Now Lactalis also plans to sell a warehouse in the vicinity of its factory in South Brisbane, located on Montague Road. The company’s CEO for Australia, Mal Carseldine, said the disposal was “driven by a strategic decision to sell-down property surplus to requirements”.

He added: “Our factory at 65 Montague Road continues to play an indispensable role in our operations. While I acknowledge this does create uncertainty for the small team working out of 108 Montague Road, operations will continue at the site as usual until we have clarity from a buyer on their intent and how that may align with our own ongoing operational plans.”

The same month, Lactalis revealed its results for 2023, noting a “weak” profit performance as the company faced pressure on volumes from private label.

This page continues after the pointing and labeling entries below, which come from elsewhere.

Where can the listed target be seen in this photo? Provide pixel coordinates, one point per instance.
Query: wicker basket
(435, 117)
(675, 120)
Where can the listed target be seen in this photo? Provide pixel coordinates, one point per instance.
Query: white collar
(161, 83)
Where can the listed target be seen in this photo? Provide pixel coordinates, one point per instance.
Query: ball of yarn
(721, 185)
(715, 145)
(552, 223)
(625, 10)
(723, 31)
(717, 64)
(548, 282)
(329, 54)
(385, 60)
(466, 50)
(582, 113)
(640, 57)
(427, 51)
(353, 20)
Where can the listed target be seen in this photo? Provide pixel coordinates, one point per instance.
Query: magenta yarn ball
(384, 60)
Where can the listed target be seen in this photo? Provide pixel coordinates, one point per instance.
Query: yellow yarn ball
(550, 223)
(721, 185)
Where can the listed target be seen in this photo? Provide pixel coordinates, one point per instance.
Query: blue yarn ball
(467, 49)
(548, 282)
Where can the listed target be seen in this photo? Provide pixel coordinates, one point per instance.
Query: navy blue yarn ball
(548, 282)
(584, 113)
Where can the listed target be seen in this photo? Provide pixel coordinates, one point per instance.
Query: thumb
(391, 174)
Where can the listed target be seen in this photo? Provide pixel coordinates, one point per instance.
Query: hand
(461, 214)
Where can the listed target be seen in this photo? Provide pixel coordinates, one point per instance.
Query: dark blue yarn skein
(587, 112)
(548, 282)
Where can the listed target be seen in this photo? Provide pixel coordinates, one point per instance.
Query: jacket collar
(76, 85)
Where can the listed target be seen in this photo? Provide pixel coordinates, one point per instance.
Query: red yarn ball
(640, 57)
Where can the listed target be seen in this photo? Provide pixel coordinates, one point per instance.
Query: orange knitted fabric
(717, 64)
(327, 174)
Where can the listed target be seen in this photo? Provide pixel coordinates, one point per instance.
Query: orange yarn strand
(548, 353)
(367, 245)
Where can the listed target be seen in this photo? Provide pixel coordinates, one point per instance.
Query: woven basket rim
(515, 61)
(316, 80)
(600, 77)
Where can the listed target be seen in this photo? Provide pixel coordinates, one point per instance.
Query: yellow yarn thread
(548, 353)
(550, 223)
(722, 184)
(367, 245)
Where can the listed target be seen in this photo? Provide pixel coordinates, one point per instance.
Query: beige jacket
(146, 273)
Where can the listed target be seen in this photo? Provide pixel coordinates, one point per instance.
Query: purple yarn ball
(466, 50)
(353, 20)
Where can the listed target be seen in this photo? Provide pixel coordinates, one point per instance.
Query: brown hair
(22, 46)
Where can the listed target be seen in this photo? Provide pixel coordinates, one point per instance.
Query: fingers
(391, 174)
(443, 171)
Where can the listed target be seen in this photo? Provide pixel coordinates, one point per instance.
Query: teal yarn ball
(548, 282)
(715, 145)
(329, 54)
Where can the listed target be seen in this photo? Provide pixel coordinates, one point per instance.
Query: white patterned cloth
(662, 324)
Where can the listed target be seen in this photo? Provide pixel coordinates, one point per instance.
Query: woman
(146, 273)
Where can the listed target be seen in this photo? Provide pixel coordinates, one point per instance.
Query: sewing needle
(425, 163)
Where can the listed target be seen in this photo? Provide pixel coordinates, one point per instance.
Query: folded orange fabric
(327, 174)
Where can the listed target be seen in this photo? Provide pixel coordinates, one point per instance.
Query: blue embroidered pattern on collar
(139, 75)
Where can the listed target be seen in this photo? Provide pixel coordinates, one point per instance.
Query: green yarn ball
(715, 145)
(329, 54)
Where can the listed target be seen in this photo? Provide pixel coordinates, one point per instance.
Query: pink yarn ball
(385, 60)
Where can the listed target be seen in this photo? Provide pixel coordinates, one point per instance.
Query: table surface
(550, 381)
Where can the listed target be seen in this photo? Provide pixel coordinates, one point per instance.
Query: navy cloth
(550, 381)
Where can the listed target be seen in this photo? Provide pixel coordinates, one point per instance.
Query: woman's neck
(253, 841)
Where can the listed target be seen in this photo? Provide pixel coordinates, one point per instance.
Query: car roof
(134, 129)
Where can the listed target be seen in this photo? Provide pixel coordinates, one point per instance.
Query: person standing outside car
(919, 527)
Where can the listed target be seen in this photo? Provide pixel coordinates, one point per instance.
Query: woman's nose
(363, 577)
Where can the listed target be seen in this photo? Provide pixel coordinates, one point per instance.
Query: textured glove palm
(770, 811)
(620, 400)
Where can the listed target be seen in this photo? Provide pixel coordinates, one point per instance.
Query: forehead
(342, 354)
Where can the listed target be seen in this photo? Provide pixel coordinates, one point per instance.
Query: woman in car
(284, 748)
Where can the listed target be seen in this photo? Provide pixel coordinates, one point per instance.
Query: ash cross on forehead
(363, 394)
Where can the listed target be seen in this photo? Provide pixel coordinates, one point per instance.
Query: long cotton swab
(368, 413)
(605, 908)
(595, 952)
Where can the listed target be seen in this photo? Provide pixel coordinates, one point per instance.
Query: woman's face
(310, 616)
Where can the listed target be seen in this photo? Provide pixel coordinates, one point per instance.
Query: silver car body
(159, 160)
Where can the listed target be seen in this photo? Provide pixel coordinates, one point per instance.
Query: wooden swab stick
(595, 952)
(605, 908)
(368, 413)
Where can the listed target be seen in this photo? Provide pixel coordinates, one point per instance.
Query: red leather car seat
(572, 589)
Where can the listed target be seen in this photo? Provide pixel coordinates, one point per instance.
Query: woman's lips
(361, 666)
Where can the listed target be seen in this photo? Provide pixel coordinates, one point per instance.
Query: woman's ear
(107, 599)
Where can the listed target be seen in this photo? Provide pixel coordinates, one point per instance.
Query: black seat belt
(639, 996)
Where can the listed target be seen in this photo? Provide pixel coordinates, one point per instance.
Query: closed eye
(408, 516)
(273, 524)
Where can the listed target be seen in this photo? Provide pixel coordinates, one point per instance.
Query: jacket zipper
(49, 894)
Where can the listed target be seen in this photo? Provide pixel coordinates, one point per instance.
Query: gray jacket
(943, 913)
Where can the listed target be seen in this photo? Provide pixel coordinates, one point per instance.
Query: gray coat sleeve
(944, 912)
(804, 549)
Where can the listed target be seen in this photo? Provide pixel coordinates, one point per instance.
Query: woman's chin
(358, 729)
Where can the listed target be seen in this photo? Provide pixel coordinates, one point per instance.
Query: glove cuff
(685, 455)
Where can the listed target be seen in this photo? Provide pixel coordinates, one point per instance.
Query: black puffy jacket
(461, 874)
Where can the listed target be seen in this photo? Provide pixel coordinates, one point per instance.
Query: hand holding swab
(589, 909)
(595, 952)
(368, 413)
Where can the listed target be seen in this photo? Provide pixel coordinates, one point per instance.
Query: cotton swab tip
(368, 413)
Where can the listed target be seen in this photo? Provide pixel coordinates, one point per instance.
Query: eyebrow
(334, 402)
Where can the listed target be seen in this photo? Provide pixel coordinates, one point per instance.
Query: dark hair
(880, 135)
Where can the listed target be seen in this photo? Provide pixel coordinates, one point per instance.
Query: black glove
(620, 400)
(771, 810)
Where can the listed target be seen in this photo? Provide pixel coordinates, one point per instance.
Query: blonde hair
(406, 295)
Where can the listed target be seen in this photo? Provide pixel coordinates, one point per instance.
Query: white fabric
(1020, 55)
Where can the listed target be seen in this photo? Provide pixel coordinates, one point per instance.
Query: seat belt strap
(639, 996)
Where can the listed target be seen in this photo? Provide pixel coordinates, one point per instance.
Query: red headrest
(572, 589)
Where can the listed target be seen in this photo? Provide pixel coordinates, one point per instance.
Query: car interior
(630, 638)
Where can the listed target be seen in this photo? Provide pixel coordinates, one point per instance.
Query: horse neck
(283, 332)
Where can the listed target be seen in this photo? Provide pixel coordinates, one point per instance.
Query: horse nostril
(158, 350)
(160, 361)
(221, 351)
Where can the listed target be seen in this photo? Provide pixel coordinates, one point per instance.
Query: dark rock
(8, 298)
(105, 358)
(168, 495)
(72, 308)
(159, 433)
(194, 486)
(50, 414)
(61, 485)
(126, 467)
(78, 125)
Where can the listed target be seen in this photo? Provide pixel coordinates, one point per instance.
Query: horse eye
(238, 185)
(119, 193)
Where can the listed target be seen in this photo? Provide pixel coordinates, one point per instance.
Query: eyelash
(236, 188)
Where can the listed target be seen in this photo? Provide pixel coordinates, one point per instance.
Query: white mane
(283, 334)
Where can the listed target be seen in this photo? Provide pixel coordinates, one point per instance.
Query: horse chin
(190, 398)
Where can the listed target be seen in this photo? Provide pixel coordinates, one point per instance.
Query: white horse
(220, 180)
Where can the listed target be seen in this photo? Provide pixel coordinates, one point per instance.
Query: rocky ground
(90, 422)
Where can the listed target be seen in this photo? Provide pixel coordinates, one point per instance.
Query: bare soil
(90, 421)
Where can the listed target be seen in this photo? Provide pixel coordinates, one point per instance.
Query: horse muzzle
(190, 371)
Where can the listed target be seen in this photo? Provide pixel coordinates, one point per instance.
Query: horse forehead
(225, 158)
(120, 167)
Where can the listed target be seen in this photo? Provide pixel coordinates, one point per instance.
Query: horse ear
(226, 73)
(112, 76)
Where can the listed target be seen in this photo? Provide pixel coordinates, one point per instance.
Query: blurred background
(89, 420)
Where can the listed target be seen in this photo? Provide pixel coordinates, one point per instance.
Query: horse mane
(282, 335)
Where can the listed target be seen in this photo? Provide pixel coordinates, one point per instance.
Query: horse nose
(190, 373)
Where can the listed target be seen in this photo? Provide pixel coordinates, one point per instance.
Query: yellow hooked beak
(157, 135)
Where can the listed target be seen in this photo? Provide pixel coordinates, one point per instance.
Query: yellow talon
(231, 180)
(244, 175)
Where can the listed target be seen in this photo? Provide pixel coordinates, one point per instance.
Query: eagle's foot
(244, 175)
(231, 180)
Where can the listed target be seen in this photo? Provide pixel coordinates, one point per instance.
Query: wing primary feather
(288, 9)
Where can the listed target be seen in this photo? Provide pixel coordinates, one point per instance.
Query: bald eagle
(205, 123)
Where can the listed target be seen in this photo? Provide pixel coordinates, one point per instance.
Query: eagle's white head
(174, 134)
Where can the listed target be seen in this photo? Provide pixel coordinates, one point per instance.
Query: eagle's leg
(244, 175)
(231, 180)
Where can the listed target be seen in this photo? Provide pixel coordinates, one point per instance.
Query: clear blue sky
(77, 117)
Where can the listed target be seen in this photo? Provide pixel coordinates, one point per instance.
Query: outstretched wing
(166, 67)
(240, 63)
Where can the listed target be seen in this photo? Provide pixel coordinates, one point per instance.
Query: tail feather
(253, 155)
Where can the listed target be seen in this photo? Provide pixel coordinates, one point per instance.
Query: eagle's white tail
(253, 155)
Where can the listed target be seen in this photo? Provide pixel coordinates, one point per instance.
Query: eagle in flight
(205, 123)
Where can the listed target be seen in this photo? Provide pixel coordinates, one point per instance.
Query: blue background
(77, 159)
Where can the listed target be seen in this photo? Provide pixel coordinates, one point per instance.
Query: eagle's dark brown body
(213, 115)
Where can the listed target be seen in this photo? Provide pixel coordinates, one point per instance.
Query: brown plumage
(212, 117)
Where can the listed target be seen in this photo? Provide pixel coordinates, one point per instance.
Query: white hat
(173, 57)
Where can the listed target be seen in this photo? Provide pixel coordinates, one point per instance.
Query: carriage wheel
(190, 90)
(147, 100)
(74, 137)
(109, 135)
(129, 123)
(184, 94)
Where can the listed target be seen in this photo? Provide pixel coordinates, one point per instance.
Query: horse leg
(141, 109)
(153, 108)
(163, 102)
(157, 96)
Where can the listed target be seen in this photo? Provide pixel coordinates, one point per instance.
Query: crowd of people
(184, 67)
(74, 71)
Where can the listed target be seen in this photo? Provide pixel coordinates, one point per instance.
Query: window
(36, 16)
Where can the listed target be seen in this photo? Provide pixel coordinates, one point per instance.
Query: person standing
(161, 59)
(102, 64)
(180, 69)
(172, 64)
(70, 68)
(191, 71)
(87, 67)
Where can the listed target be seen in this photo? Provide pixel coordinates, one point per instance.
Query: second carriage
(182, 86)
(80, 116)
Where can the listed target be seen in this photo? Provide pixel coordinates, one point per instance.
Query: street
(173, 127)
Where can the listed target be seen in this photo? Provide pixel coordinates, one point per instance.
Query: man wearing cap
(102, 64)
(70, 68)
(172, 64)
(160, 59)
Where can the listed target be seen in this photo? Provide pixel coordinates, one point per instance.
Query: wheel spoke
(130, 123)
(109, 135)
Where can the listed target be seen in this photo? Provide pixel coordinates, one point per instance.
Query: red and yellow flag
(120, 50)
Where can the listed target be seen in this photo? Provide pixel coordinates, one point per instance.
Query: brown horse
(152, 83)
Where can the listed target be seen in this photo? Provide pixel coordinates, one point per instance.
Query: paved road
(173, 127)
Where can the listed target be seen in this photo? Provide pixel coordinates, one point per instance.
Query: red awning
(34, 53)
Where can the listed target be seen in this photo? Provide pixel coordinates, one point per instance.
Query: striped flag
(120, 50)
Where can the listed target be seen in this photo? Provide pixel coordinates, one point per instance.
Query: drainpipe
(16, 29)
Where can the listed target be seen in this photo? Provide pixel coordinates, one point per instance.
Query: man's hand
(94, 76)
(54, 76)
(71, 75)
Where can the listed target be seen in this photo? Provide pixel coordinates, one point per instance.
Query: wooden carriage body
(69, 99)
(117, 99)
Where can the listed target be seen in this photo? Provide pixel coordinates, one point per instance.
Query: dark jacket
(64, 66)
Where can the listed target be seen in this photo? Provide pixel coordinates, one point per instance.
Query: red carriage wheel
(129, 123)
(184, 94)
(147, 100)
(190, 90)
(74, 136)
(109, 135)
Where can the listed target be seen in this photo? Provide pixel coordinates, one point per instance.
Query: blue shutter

Headquartered in Laval, Pays-de-la-Loire, Lactalis reported turnover rose 4.3% in 2023 to €29.5bn.

Chairman Emmanuel Besnier said consolidated net profit “remained weak”, coming in at €428m, albeit an increase of 11% from the prior 12 months. Profit stood at €384m in fiscal 2022, down 14% year-on-year.

Lactalis explained that “2023 was marked by a change in consumer purchasing behaviour, reflected in a fall in sales volumes and a specific appetite for private labels – to the detriment of national brands (especially in Europe)”.

However, the company said demand for its products “held up well thanks to their quality and affordable prices”.